UF Health Proton Therapy Institute receives two donations from THE PLAYERS Championship
JACKSONVILLE, Fla. (Sept. 26, 2018) — A new 14-passenger shuttle bus for patient transportation and a $5,000 donation to enhance the social programming for adolescents and young adults who are being treated for cancer was received by the UF Health Proton Therapy Institute from THE PLAYERS Championship during the annual Red Coat Ride Out.
THE PLAYERS volunteer leadership – the Red Coats – presented the gifts on Tuesday as part of its record $9 million charitable outreach in Northeast Florida, funds generated by the annual professional golf tournament held in Ponte Vedra Beach.
The UF Health Proton Therapy Institute has a van to transport patients and their caregivers, primarily children and their families, who stay at the Ronald McDonald House, to and from their daily treatments. “Many of our patients are from other countries or cities, and navigating unfamiliar roadways is an unnecessary stress for them,” said Stuart Klein, executive director of the UF Health Proton Therapy Institute. “The shuttle service is part of the comprehensive social support we have in place to help patients cope with their treatment and reserve their energy for healing,” he said.
The UF Health Proton Therapy Institute has treated more than 650 adolescents and young adults and 1,600 children. It has the largest pediatric proton therapy program in the world, treating on average 25 children per day.
“In the United States, cancer is the leading cause of disease-related death in young people age 15-39,” said Daniel J. Indelicato, M.D., the William and Joan Mendenhall Endowed Chair of Pediatric Radiotherapy and associate professor at the UF College of Medicine. “For many cancers, this age range has seen little improvement in survival over the past four decades. Some of this is related to poor understanding of patient and tumor biology that distinguishes cancers in this population. But adolescents and young adults also have unique needs and often feel out of place in an oncology network designed for children and older adults. If we can create a supportive environment more tailored to adolescents and young adults, it will improve their ability to cope with treatment, and ultimately, we hope, improve their outcomes,” he said.
Proton therapy is an advanced form of radiation therapy that can effectively target tumors and reduce side effects. For young people whose bodies are still growing and developing, proton therapy offers the advantage of reducing the amount of radiation in healthy tissue which may reduce the incidence of health complications and secondary cancers later in life.

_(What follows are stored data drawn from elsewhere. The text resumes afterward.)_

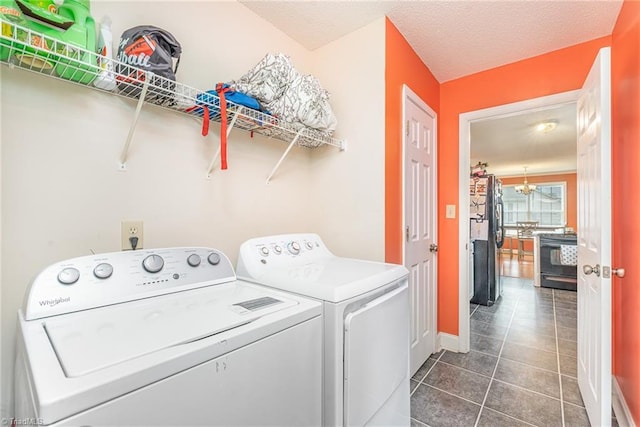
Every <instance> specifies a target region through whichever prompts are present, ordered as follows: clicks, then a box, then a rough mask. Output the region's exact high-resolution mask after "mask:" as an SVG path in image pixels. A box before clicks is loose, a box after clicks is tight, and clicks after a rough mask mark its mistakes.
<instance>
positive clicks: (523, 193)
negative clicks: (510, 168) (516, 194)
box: [516, 166, 536, 196]
mask: <svg viewBox="0 0 640 427" xmlns="http://www.w3.org/2000/svg"><path fill="white" fill-rule="evenodd" d="M534 191H536V185H535V184H529V183H528V182H527V167H526V166H525V167H524V182H523V183H522V185H516V192H517V193H522V194H524V195H525V196H528V195H529V194H531V193H533V192H534Z"/></svg>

“We are deeply grateful to the THE PLAYERS and the Red Coats for your generosity,” said Klein. “Your gifts will make a positive impact on the patients entrusted to our care.”
THE PLAYERS was among the early donors who made the UF Health Proton Therapy Institute possible. Since opening in Jacksonville in 2006, more than 7,700 patients have walked through THE PLAYERS Championship lobby at the UF Health Proton Therapy Institute.
The UF Health Proton Therapy Institute is a nonprofit 501(c)3 organization affiliated with the UF College of Medicine and the UF Health Cancer Center, a Florida Cancer Center of Excellence, dedicated to delivering state-of-the-art cancer treatment and setting new standards for treating and curing cancer. The cancer treatment facility houses both conventional radiation and proton therapy, and delivers proton therapy to 100 patients a day. For more information about the UF Health Proton Therapy Institute, please visit www.floridaproton.org, or call toll-free 877-205-5132.
Each year, money generated by THE PLAYERS Championship benefits more than 300 charities throughout Northeast Florida. This year, THE PLAYERS eclipsed more than $100 million generated for charity since the event moved to Ponte Vedra Beach in 1977, including a record $9 million generated in 2018.